Hayat, üstüne kurulan tahakkümle, yasalarla, yönergelerle, direktif yahut tespitlerle şekillenmez. Mezkûr şekillendiricilerin tamamı, yaşanmış ya da yaşanmakta olanın alternatiflerinden birini oluştursa da evrensel diye nitelenebilecek bir biçim öngörmek pek mümkün görünmez. Kitap ve tanrısal denklem doğrultusunda yaşamayı tercih edenler, üstlerinde oluşturulmuş ve kendilerinden bağımsız yasalara boyun eğer ya da maruz kalır. Bunların da dışında insanca bir yaşam için erdem, ahlak, onur açısından yükselmek nasıl mümkünse alçalmak da o kadar olasıdır. Hem yücelmek için algılarla tespit edilebilecek bir sınır söz konusuyken alçalmak bağlamında bir sınır da yoktur. Onu dileyen esfeli safilin diye adlandırır, dileyen cehennem çukuru… Toplumdan bağımsızlaşarak bürokrasinin, otokrasinin, teknokrasinin, egemenlik kurucu güç elde etmişliğin yukarısına doğru ne kadar yürünürse çirkinliğin o denli arttığı görülür. Yani toplum gözünde yükselmek sanrısı hakikatte alçalışa tekabül eder. Zira insanların hizasından biraz yukarıda konumlandığını varsaymak insanlıktan kopuşu getirir.

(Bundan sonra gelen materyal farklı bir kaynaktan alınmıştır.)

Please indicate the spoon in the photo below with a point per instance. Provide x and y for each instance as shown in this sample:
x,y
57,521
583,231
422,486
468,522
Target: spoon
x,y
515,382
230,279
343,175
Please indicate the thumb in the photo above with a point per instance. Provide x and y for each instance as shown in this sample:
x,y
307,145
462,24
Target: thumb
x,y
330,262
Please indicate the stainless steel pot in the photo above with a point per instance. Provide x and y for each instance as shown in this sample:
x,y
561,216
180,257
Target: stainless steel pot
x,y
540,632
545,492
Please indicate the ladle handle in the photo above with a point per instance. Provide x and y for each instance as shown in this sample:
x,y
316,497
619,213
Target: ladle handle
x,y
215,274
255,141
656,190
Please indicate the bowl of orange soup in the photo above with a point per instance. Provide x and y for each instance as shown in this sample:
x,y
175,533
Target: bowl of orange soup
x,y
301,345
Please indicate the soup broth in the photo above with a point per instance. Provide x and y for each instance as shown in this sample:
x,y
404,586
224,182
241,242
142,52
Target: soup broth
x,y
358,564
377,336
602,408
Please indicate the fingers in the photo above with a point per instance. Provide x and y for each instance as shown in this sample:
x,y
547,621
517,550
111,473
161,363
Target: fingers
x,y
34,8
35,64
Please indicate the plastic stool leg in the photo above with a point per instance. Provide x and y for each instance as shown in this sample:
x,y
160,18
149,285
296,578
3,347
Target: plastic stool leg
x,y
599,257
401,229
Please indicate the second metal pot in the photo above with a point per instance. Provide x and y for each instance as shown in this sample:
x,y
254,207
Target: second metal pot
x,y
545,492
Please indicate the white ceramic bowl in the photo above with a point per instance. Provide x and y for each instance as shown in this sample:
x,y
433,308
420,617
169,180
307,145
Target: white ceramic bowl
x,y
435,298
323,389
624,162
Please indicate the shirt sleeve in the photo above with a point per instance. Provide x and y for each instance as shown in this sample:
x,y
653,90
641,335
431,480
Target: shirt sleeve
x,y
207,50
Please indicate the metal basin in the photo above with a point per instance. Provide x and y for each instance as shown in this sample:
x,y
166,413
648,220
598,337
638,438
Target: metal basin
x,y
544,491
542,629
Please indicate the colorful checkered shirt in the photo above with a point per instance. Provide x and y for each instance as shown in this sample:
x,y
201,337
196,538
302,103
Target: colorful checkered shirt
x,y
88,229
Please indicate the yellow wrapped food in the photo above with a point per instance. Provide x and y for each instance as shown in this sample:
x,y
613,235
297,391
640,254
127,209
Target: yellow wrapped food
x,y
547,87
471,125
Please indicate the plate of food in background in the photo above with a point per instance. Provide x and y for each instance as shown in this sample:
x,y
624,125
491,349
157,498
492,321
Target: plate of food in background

Değer tanımazlık, had bilmezlik, vicdansızlık giderilmesi gereken insani sorunların üstüne çıkar. Sahip olmak güdüsü her değerin önüne geçer ve nihayet elde sadece insan olmak gerçeği kalır. Belki o da kalmaz ki toplum hizasında durup insanlıktan uzaklaşmayı ve uzaklaşmışları fark etmek, o gerçekten dahi çoktan vazgeçildiğini gösterir.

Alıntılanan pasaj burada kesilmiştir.